If something does leak it is contained.
Fill up a Brute can on wheels.


----------



## hoppycalif (Apr 7, 2005)

DutchMuch said:


> I was thinking the same, now to find out which ways to remineralize...
> 
> i heard if u EI dose u dont have to remineralize it, is this true?


No, it isn't true. The EI method, like any other method, starts with water with a GH and KH that are in the range that is adequate for plants and fish. EI does recommend small dosages of GH booster at water changes, to keep enough magnesium in the water for the plants. But, that doesn't mean ignoring the lack of other minerals due to using RO/DI water.


----------



## mistergreen (Mar 3, 2007)

You can mix tap water into the RO water to get the desired Param.


----------



## Maryland Guppy (Mar 5, 2015)

hoppycalif said:


> No, it isn't true. The EI method, like any other method, starts with water with a GH and KH that are in the range that is adequate for plants and fish.

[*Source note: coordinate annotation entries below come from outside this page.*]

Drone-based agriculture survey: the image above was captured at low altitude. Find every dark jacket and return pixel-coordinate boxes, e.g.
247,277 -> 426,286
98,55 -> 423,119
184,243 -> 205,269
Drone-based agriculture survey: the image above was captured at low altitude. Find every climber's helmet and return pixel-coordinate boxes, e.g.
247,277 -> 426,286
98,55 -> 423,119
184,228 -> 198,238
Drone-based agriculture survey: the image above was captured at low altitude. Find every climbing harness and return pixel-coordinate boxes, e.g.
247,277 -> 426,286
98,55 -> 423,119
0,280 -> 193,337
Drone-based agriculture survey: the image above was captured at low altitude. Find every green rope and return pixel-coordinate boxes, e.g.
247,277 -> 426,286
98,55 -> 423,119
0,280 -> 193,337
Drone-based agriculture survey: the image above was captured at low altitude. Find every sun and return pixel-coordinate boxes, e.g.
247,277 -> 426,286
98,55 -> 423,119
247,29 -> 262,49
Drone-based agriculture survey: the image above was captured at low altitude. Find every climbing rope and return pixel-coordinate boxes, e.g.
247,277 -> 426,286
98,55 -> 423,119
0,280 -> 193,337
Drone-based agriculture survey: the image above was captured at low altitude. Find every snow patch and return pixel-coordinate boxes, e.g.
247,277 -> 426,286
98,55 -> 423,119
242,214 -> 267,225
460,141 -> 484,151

Hoppy is correct, I neglected to mention this point.

KH can target .5 - 1.0dKH
GH could be between 4-8dGH depending on how you dose/WC's


----------



## DutchMuch (Apr 12, 2017)

Maryland Guppy said:


> 1.CaCO3 to desired KH.
> 2.NilocG GH booster to desired GH
> 
> The system you picked just so happens to have connectors that I don't like.
> ...


Was hoping you would reply-

Will use those products, anything u recommend is what ill use.

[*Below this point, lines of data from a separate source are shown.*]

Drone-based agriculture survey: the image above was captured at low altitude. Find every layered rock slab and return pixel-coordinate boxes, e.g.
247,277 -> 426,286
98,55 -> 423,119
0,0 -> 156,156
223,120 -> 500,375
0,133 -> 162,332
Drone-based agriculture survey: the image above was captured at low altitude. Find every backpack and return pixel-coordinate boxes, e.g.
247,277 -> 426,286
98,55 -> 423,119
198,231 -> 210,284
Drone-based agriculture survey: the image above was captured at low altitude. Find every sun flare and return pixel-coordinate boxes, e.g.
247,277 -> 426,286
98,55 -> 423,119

So when i get the RO ill buy that to
and yes planned a brute can as well  good stuff.

Appreciate the help, also, out of curiosity- how come you do not like the connectors? cheaply made? maybe i could modify them somehow.


----------



## EdWiser (Apr 16, 2018)

That is the smallest Ro unit you can get. Not a fan due to the fact it isn’t easy to service. The standard Ro/Di mounting is much easier to change out the cartridges. As one grows in the hobby you learn you want to Ro membranes and two Di 
The problem that drives the use of Ro systems is that the water in many communities changes during the coarse of a year. Example with all the rain this year water companies have had to set up their use of chemicals to handle it. 
A well maintained Ro/Di system keeps you base water the same thru out the year.


----------



## Maryland Guppy (Mar 5, 2015)

DutchMuch said:


> Appreciate the help, also, out of curiosity- how come you do not like the connectors? cheaply made? maybe i could modify them somehow.


Never been a fan of the hose connectors with the extra clips, that's all.

Regarding two DI cartridges etc...
You've not mentioned your water parameters that will go through the RO unit.

Add a manual flush valve kit @ least.
Purge/flush before you begin saving the water produced and at the end of run flush again.

When it comes time to replace all of your cartridges it could be cheaper to buy another unit as the same price point.
But I don't know what replacements cost for this style unit.


----------



## WilliamBowman (Feb 15, 2020)

Aquatic Life RO Buddie Reverse Osmosis Systems is a very simple and effective RO filter. It took me about an hour to have it mounted, purged (as per instructions) and making clean water. Hooked up to a kitchen sink faucet with a water hose adapter that I already had. Starting water is 8.5 ph and 180 ppm. Clean water come out at 5 ppm and 6.7 ph, then stabilizes within a few hours to 7.0. Perfect RO water. First run made 40 gallons in about 20 hours. I run the source water temperature at around 85F for improved flow. The mount is great; the entire filter system can be easily removed from the mount and stored away when not filtering water.


----------